Tidak jelas apakah penelitian yang dilakukan terhadap kasus itu
sudah membawa hasil. Namun berdasarkan beberapa keterangan dari
para dosen yang dihubungi, kebocoran ujian di tingkat II itu
bukan tidak mungkin terjadi. "Hal serupa itu bisa terjadi di
mana saja baik sengaja maupun tidak disengaja", komentar dr
Tumbelaka, "namun saya ragu kebocoran yang terjadi itu dilakukan
secara sengaja oleh staf pengajar FKUI". Pejabat Dekan tersebut
memang mengakui bahwa secara tidak langsung, "staf pengajar yang
kebetulan oomnya atau ayahnya bisa saja dengan tidak sengaja
membantu si mahasiswa" - misalya. Lagi pula materi suatu mata
pelajaran, bukan tidak mungkin setiap tahun akan berulang-ulang
muncul kembali. Sehingga dalam ujian tidak bisa dihindarkan
adanya materi yang mungkin kebetulan sama.
Vonis Gagal
Hanya tentu saja kasus yang terjadi itu diusahakan untuk tidak
terulang lagi. Paling tidak kemungkinan kebocoran ditutup
seminimal mungkin. Misalnya dengan memberi imbalan dari fakultas
kepada dosen yang mendapat tugas membimbing. Sehingga tidak
hanya mahasiswa yang bisa bayar saja yang memperoleh kesempatan
coaching". ucap Tumbelaka. Namun tentu saja akan timbul soal,
apakah imbalan uang dari fakultas akan dapat meminggirkan
imbalan yang lebih menggairahkan, yang diberikan oleh mahasiswa?

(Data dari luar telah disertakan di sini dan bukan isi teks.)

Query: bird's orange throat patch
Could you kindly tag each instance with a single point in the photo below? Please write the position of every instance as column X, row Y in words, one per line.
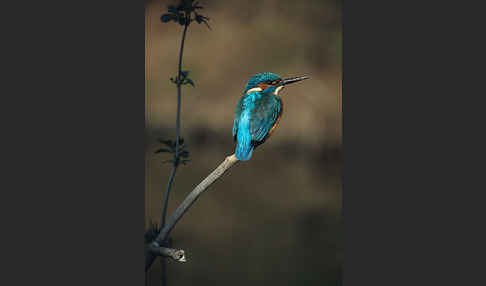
column 263, row 86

Maklumlah, siapa yang tidak mau jadi dokter.
Tapi betulkah Denanda dan Toar (dua putera Tumbelaka) menikmati
kebocoran di Bagian Anatomi itu? "Justru pada mata pelajaran itu
kedua anak saya mendapat angka kurang. Dan karena itu kedua anak
saya terpaksa gagal meneruskan pendidikan di FKUI", ujar
Tumbelaka. Dalam mata pelajaran itu kedua anak Tumbelaka
mendapat angka 4 dan tahun akademi itu mereka terpaksa
dikeluarkan dari FKUI dan kini pindah ke FKG Trisakti.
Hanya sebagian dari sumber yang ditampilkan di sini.